Our results demonstrated for the first time that higher SR and AR values at pre-NAC SE imaging were independently associated with poorer RFS. Increased deposition and cross-linking of collagen which can enhance tissue stiffness, contributes to breast cancer formation and metastasis [32, 33]. A prior study by Acerbi et al. [34] demonstrated that the progression and transformation of breast cancer are accompanied by an incremental increase in collagen deposition. Tumour stiffness measured on SWE is demonstrated to be significantly correlated with tumor hypoxia [35]. The hypoxic tumor microenvironment is closely associated with angiogenesis, metastasis and resistance to treatment of the tumour [36]. In addition, a recent study by Alba et al. [37] reported that high tumour stiffness measured by SWE was strongly correlated with tumor growth and ECM crosslinking but negatively correlated with T cell migration, which may reduce the efficacy of anti-PD-1 therapy. Therefore, a higher SR value which indirectly reflects tumour stiffness, can reflect the potential of tumour progression and invasiveness and may be an early-prognostic maker of breast cancer survival.

AR was shown to be a reliable variable for differential diagnosis of breast tumors and the AR value of malignant lesions was statistically higher than that of benign lesions [36, 37]. High AR measurements were more frequently observed in breast cancer, especially in invasive breast cancer [38, 39]. Our study demonstrated that AR at SE was an independent pre-NAC predictor of RFS in LABC patients. A higher AR value may be an indirect manifestation of tumor invasive growth, and may have a higher probability of recurrence.

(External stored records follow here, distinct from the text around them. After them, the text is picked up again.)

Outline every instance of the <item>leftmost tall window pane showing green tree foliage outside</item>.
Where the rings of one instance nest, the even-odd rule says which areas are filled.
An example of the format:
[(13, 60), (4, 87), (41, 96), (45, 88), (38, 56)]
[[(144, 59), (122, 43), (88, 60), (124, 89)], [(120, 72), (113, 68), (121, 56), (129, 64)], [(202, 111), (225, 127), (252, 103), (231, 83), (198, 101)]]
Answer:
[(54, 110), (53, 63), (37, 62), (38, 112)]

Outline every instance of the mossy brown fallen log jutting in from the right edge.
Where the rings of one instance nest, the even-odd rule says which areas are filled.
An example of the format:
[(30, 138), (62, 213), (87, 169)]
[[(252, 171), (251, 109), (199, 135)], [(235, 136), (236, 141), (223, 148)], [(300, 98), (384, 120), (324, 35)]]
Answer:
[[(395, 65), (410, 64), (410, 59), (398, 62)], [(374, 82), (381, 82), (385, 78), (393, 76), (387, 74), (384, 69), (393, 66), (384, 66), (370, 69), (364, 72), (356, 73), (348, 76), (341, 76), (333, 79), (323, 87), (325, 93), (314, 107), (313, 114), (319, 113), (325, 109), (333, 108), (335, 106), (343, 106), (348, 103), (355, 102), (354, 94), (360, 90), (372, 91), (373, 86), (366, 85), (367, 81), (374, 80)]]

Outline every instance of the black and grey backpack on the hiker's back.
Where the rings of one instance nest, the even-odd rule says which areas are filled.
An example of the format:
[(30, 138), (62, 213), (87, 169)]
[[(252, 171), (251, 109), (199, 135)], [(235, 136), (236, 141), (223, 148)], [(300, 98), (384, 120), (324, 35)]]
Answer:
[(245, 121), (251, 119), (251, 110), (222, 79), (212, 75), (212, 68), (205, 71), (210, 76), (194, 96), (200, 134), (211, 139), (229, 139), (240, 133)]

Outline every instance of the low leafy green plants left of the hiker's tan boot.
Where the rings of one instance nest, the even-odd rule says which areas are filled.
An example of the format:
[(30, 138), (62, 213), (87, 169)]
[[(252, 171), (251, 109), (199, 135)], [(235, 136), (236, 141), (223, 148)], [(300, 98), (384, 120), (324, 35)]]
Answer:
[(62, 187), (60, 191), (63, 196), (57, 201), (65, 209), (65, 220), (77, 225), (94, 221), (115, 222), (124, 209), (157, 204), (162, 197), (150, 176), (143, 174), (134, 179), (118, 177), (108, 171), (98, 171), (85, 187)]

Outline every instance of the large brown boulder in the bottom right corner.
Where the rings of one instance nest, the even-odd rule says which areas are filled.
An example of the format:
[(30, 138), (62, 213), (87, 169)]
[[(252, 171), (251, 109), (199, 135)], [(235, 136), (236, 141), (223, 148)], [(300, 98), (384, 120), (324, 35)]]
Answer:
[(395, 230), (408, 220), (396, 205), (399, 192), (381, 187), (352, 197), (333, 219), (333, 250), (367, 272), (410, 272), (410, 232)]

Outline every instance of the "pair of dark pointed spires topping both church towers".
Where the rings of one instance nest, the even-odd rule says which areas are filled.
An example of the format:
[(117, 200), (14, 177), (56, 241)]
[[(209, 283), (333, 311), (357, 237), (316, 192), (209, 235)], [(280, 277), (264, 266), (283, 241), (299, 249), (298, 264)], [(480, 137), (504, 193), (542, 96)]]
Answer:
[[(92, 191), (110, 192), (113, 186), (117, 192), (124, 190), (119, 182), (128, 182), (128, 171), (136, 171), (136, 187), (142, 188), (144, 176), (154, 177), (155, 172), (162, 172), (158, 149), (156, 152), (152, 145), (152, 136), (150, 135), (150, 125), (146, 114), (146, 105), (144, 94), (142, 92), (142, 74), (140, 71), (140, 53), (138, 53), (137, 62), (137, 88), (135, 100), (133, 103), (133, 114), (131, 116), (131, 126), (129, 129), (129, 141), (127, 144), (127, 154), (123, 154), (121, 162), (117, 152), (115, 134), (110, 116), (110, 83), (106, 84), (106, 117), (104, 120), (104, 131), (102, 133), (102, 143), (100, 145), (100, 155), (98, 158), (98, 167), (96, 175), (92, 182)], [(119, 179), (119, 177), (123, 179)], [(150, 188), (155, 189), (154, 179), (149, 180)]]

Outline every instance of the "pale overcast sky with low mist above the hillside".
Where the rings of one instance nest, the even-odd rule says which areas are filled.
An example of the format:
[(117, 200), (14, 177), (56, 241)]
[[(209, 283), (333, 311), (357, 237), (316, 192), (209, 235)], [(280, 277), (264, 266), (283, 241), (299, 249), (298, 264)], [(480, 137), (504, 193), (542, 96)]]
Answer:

Our study had several limitations. First, conventional and SE US were performed by the same radiologists, hence the assessment of the SE features may be influenced by conventional US. Second, we have not evaluated inter- and intra-observer variability in SE imaging acquisition and interpretation. Third, the follow-up time varied in this study, ranging from 10 to 91 months. The follow-up period of 60.7 months was relatively short to evaluate late recurrence and overall survival. Finally, this was a retrospective interpretation of prospective data study, and the sample size was relatively small. But this study might reveal some underlying rules, and it may be helpful in guiding further prospective study.

Conclusions

In conclusion, SR and its change were the best predictors of pCR after 2 cycles of NAC, and a higher SR and AR values at pre-NAC SE imaging were independently associated with poorer RFS. The results of our study suggest that SE can serve as a more clinically relevant approach to early predict pCR and RFS in LABC patients treated with NAC, and thus may offer valuable predictive information to aid personalized treatment selection. Further large-scale prospective research with longer follow-up period is needed to corroborate our findings.